I will run the way of your commands;
you give freedom to my heart. - Ps. 119:32
This morning it occurred to me that something more was needed: Recalling the Gospel passage, "if you bring your gift to the altar, and there recall that your brother has anything against you, leave your gift there at the altar, go first and be reconciled with your brother, and then come and offer your gift." It suddenly seemed to me that the distraction wasn't a real distraction at all, but a sort of gentle rebuke.
I needed to go back over my prayer with more attention, but I also needed to recognize what was happening. This "remembrance of wrongs" was necessary for me to recognize what may be on one level, simply a natural antipathy towards someone, or perhaps it was something more serious. Whatever it was, I needed to be reconciled. Which doesn't mean I leave off prayer - not at all. Rather it is a call to a deeper self knowledge and a direction to pray from the heart for those I more or less unconsciously regard as my 'enemies'. In my particular situation, I was able to recognize that my so-called 'enemies' were probably correct in their assessment of myself, and that I was truly the 'bad guy' in all of this. I was the one harboring the resentment.
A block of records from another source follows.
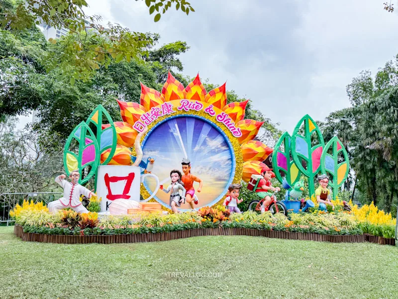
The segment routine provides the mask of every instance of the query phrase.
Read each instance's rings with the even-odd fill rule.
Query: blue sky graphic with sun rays
[[[159,125],[148,134],[143,145],[143,159],[155,159],[152,173],[156,174],[165,187],[170,183],[170,171],[182,172],[181,160],[187,156],[191,162],[191,173],[203,181],[200,193],[196,192],[199,204],[207,205],[227,187],[234,171],[231,149],[224,136],[212,125],[202,119],[184,116],[169,119]],[[152,191],[154,181],[146,182]],[[194,183],[195,190],[199,183]],[[158,200],[166,204],[169,196],[159,190]],[[182,208],[189,208],[188,204]]]

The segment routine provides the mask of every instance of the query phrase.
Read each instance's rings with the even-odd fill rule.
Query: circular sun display
[[[140,160],[142,158],[142,173],[156,175],[167,188],[171,170],[177,169],[184,175],[181,162],[187,159],[193,177],[198,178],[188,183],[187,190],[194,189],[190,195],[198,200],[194,207],[221,204],[229,185],[242,179],[248,182],[252,174],[260,174],[266,166],[262,161],[272,151],[253,140],[263,122],[245,119],[247,103],[228,104],[225,84],[207,92],[199,75],[184,88],[169,72],[161,92],[141,83],[139,104],[118,101],[123,123],[116,130],[120,148],[109,164],[123,164],[122,158],[129,154],[137,133],[141,134],[142,152],[133,149],[131,153],[133,161],[136,155]],[[125,146],[119,145],[122,141]],[[143,180],[143,199],[155,190],[155,180]],[[199,192],[200,181],[202,186]],[[168,209],[171,196],[161,188],[151,200]],[[186,203],[181,208],[192,207]]]
[[[184,174],[183,158],[190,161],[191,173],[203,182],[201,192],[195,193],[198,207],[218,201],[232,182],[236,163],[231,143],[222,130],[205,119],[195,116],[166,119],[147,134],[142,145],[144,160],[154,159],[154,172],[165,188],[171,182],[172,169]],[[199,184],[194,184],[197,190]],[[144,185],[151,194],[156,187],[150,180],[146,180]],[[169,198],[169,194],[161,190],[155,197],[168,207]],[[189,209],[190,206],[183,203],[181,208]]]

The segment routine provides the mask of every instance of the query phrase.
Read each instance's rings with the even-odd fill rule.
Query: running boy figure
[[[316,201],[319,204],[323,203],[325,205],[329,204],[332,206],[332,208],[334,210],[334,206],[330,201],[330,191],[327,188],[327,184],[329,183],[329,179],[326,174],[321,174],[316,178],[319,182],[319,186],[315,190],[315,195],[316,196]]]
[[[231,213],[240,213],[240,210],[238,207],[238,204],[243,201],[243,199],[238,199],[239,196],[239,191],[242,188],[240,184],[231,184],[228,187],[228,196],[225,197],[225,200],[222,205],[226,206],[227,209]]]
[[[183,161],[181,162],[183,165],[183,172],[184,175],[182,178],[182,180],[184,183],[185,189],[187,190],[187,193],[185,195],[185,198],[187,200],[187,202],[190,204],[192,209],[195,209],[194,207],[194,203],[198,204],[198,197],[195,196],[195,189],[194,189],[194,182],[198,182],[199,183],[199,188],[198,188],[198,192],[200,192],[202,190],[202,186],[203,186],[203,181],[197,176],[191,174],[191,161],[188,159],[183,158]],[[194,198],[195,197],[195,200]]]
[[[260,180],[258,186],[256,189],[256,194],[264,201],[261,205],[261,212],[263,213],[268,210],[268,206],[271,203],[271,198],[274,196],[275,191],[281,191],[279,187],[274,188],[271,183],[271,179],[272,177],[272,169],[266,166],[261,169],[261,175],[264,178]]]
[[[89,211],[80,202],[80,195],[91,197],[96,194],[83,187],[78,183],[80,174],[78,170],[73,170],[69,175],[70,183],[65,179],[66,175],[61,174],[55,178],[57,182],[64,189],[64,196],[58,200],[48,203],[48,210],[50,213],[55,213],[58,210],[64,208],[71,208],[78,213],[88,213]]]

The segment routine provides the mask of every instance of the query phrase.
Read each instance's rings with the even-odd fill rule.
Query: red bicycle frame
[[[270,203],[268,205],[268,206],[265,207],[265,211],[267,211],[269,209],[270,207],[273,203],[276,204],[277,203],[277,198],[276,196],[275,196],[275,195],[273,194],[272,197],[271,198],[271,200],[270,202]],[[259,212],[261,211],[261,206],[263,205],[263,203],[264,202],[264,200],[265,200],[264,198],[263,198],[262,199],[261,199],[261,200],[258,202],[257,204],[256,205],[256,209],[255,209],[256,211],[258,211]],[[276,212],[277,213],[279,213],[279,209],[278,208],[277,204],[275,204],[275,209],[276,210]]]

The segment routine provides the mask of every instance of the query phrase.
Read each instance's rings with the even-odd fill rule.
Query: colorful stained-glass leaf
[[[77,132],[79,132],[80,134],[77,135]],[[71,143],[74,140],[79,145],[76,150],[77,153],[74,151],[74,149],[70,148]],[[72,171],[77,170],[80,174],[79,182],[84,184],[96,173],[99,164],[100,150],[97,139],[87,124],[82,122],[72,132],[65,144],[64,150],[65,172],[69,175]],[[89,172],[82,179],[82,173],[88,166],[91,166]]]
[[[131,152],[128,148],[117,145],[116,151],[108,163],[108,165],[130,165]],[[109,157],[109,149],[101,154],[101,160],[104,161]]]
[[[93,124],[96,127],[95,135],[98,143],[100,154],[104,150],[110,149],[110,157],[107,160],[105,160],[101,163],[101,165],[106,165],[112,158],[116,150],[116,129],[112,118],[105,108],[101,105],[99,105],[93,111],[86,122],[89,125]],[[103,128],[103,125],[106,123],[109,126]]]
[[[308,178],[309,195],[312,196],[315,192],[314,180],[321,168],[319,154],[325,145],[323,137],[316,123],[306,115],[297,123],[292,140],[292,156],[298,169]]]
[[[330,151],[331,154],[329,153]],[[342,160],[341,157],[339,157],[340,153],[342,153]],[[341,143],[337,137],[335,136],[326,144],[320,163],[322,172],[331,176],[329,185],[333,190],[333,198],[335,198],[340,186],[344,182],[349,172],[348,153],[345,148],[341,146]]]
[[[68,169],[67,172],[69,173],[78,169],[78,160],[73,153],[66,153],[66,167]]]
[[[301,172],[297,168],[295,161],[291,158],[291,138],[285,132],[278,141],[272,153],[272,168],[275,176],[282,183],[284,177],[291,186],[300,179]]]

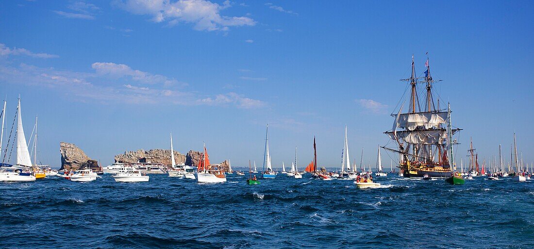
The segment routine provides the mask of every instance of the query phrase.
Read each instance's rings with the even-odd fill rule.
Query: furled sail
[[[20,99],[19,99],[17,115],[19,119],[17,127],[17,165],[32,167],[30,152],[28,151],[26,137],[24,136],[24,129],[22,128],[22,117],[20,115]]]
[[[403,113],[399,118],[398,126],[408,130],[417,128],[431,129],[439,128],[447,120],[447,112],[422,112]]]

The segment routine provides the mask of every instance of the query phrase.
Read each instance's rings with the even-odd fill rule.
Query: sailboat
[[[452,124],[451,118],[451,104],[449,104],[449,110],[447,110],[447,159],[449,159],[449,165],[452,168],[451,177],[445,180],[445,181],[452,185],[460,185],[465,183],[465,180],[462,177],[461,173],[456,172],[456,165],[454,164],[454,154],[452,148]]]
[[[446,177],[451,175],[452,166],[446,159],[445,141],[452,139],[444,128],[447,112],[439,108],[439,99],[436,107],[433,96],[433,84],[439,80],[433,79],[427,58],[424,77],[416,77],[413,56],[412,57],[412,75],[402,80],[409,82],[411,95],[408,112],[403,113],[401,105],[395,118],[393,127],[384,133],[398,145],[398,149],[382,148],[400,155],[399,167],[403,176],[422,177]],[[418,94],[418,84],[424,84],[426,99],[421,104]],[[397,128],[400,128],[397,130]],[[450,133],[454,135],[461,130],[454,129]]]
[[[297,167],[297,146],[295,146],[295,178],[301,179],[302,178],[302,174],[299,172],[299,168]]]
[[[218,167],[212,167],[209,164],[209,156],[208,150],[206,149],[206,144],[203,144],[204,152],[202,154],[200,161],[197,167],[197,181],[200,183],[218,183],[226,181],[226,176],[222,169]]]
[[[378,156],[376,158],[376,168],[378,170],[378,172],[376,172],[374,175],[376,176],[387,176],[388,174],[382,172],[382,158],[380,157],[380,146],[378,146]],[[371,169],[370,168],[370,169]],[[371,171],[371,170],[370,170]]]
[[[256,178],[256,175],[254,177],[252,177],[252,168],[250,167],[250,160],[248,160],[248,172],[250,173],[250,178],[247,180],[247,184],[248,185],[256,185],[260,184],[260,181]]]
[[[185,167],[176,167],[176,161],[174,159],[174,150],[172,149],[172,133],[170,134],[170,161],[171,169],[167,170],[167,174],[169,174],[169,176],[180,178],[185,178],[185,174],[187,174],[187,172],[185,171]]]
[[[527,177],[524,176],[524,173],[522,174],[519,169],[519,160],[517,160],[517,145],[515,143],[515,133],[514,133],[514,151],[515,152],[515,166],[517,169],[517,173],[515,176],[512,177],[512,180],[514,182],[524,182],[527,181]],[[512,164],[513,164],[513,161],[512,161]]]
[[[265,153],[263,159],[263,178],[267,179],[274,179],[276,177],[276,173],[272,170],[272,167],[271,166],[271,155],[269,153],[269,124],[267,124],[267,131],[265,134]],[[267,170],[265,170],[265,164],[266,164]]]
[[[4,102],[3,115],[5,115],[5,102]],[[20,99],[17,108],[18,120],[17,128],[17,164],[7,166],[2,164],[0,169],[0,182],[30,182],[35,181],[35,176],[32,175],[32,160],[30,153],[28,151],[26,138],[22,129],[22,118],[20,115]],[[3,122],[2,130],[3,130]],[[5,156],[4,156],[5,157]]]

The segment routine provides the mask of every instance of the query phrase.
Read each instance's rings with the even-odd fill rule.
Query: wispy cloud
[[[171,77],[133,69],[124,64],[95,63],[91,65],[93,72],[80,72],[24,63],[13,66],[12,62],[0,63],[0,82],[53,89],[73,101],[242,108],[266,105],[261,100],[233,92],[201,95],[193,89],[186,89],[190,87]]]
[[[385,112],[387,105],[377,102],[372,99],[356,99],[355,100],[366,110],[373,113],[380,114]]]
[[[288,14],[294,14],[294,15],[298,15],[299,14],[298,13],[294,12],[290,10],[285,10],[282,7],[280,7],[279,6],[275,5],[273,4],[272,3],[265,3],[265,5],[267,5],[268,6],[269,6],[269,9],[272,9],[273,10],[277,10],[277,11],[280,11],[281,12],[284,12],[284,13],[287,13]]]
[[[254,26],[256,22],[246,17],[222,15],[221,11],[230,7],[229,1],[222,5],[206,0],[117,0],[115,6],[138,15],[152,17],[155,22],[167,21],[170,25],[180,22],[194,24],[198,30],[227,30],[229,27]]]
[[[245,80],[252,80],[256,81],[263,81],[267,80],[267,78],[262,78],[262,77],[256,78],[254,77],[247,77],[245,76],[242,76],[241,77],[239,77],[239,79]]]
[[[0,43],[0,56],[7,56],[9,55],[24,55],[34,58],[57,58],[59,56],[56,55],[50,55],[44,53],[33,53],[26,49],[13,48],[6,46],[5,44]]]
[[[54,13],[67,18],[75,18],[78,19],[93,20],[95,14],[100,10],[100,8],[92,3],[87,3],[84,1],[74,2],[67,5],[67,8],[74,12],[65,12],[59,10],[53,11]]]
Long story short, sometimes our distractions have a purpose. They serve to take us from our superficial, more routine habit of prayer, and plunge us more deeply into the abyss of our nothingness... exactly where deep calls unto deep... the abyss of our misery calls unto the abyss of merciful love... and even more deeply, the reverse of that is true - the abyss of merciful love initiates the call...
In the same way, the Spirit too comes to the aid of our weakness; for we do not know how to pray as we ought, but the Spirit itself intercedes with inexpressible groanings. - Romans 8: 26
As St. Teresa says, "Prayer is the trap door out of sin." It is most especially when we allow the Holy Spirit to pray in us, allowing him to direct our prayer - because we really do not know how to pray as we ought. I think it is better to pray as we can, not how we think we are supposed to - although I might be wrong. (We need to be instructed in prayer and use the support of structured prayer - with attention and devotion - and the Holy Spirit helps us do so.) Happily, my rosaries have sometimes been filled with distractions like the one I mentioned, which may explain why they can take so long for me to recite.
Every great grace I have ever received in life came through the rosary.